# [RISOLTO] Aiuto: installazione/configurazione

## bibbo

Salve a tutti,

Sono nuovo del forum, ovviamente perchè sono nuovo di gentoo.

Ho installato, forse pasticciando un pò, gentoo da linuxmint(ubuntu), via chroot.

All'avvio del sistema (gestito da grub2 di linux mint), non riesce a trovare la rete.

Credevo di aver installato correttamente dhcp..

Inoltre, dopo aver effettuato il chroot, non riesco ad impostare la password, provo con passwd ma ho questo risultato:

""passwd

Nuova password: 

/usr/lib64/cracklib_dict: error reading header

PWOpen: Success""""

Non riesco neanche ad aggiungere utenti con il comando "adduser".

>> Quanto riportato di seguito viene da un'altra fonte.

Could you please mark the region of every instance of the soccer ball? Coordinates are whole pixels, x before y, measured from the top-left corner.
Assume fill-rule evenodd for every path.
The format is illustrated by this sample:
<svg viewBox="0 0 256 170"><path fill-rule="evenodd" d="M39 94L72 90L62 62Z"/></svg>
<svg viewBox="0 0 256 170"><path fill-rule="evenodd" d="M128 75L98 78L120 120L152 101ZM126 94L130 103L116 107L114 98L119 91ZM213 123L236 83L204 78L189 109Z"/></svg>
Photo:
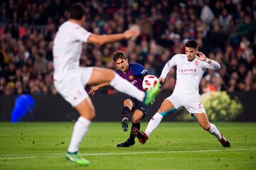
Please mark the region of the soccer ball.
<svg viewBox="0 0 256 170"><path fill-rule="evenodd" d="M153 75L146 75L144 77L142 87L144 90L151 89L159 82L158 79Z"/></svg>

Dove potrei aver sbagliato?

Grazie a tutti, e scusate ma gentoo per me è difficile da imparare, almeno per il momento.Last edited by bibbo on Thu Feb 10, 2011 12:33 pm; edited 1 time in total

----------

## bibbo

 *Quote:*   

> Inoltre, dopo aver effettuato il chroot, non riesco ad impostare la password, provo con passwd ma ho questo risultato: 
> 
> ""passwd 
> 
> Nuova password: 
> ...

 

Nessuno mi può aiutare.....o non merito risposta?

----------

## xdarma

 *bibbo wrote:*   

> All'avvio del sistema, non riesce a trovare la rete.
> 
> Credevo di aver installato correttamente dhcp..

 

Connessione wireless o via cavo?

Prova a postare l'output di "ifconfig -a".

 *bibbo wrote:*   

> Inoltre, dopo aver effettuato il chroot, non riesco ad impostare la password,

 

Prova a postare l'output di "emerge -pv cracklib shadow"

----------

## bibbo

Xdarma, ti ringrazio,

comunque dopo aver più volte provato con l'installazione, ho deciso di tornare a slackware, anche perchè dal forum non ho ricevuto l'aiuto richiesto, e questo lo dico senza voler polemizzare.

grazie comunque

----------

## ago

 *bibbo wrote:*   

> Xdarma, ti ringrazio,
> 
> comunque dopo aver più volte provato con l'installazione, ho deciso di tornare a slackware, anche perchè dal forum non ho ricevuto l'aiuto richiesto, e questo lo dico senza voler polemizzare.
> 
> grazie comunque

 

Senza polemizzare, il forum non è una squadra di supporto che deve rispondere in modo obbligatorio dopo 5 minuti, chi vuole e ha tempo risponde

----------

## bibbo

Comunque, alla fine sono riuscito a installare.

----------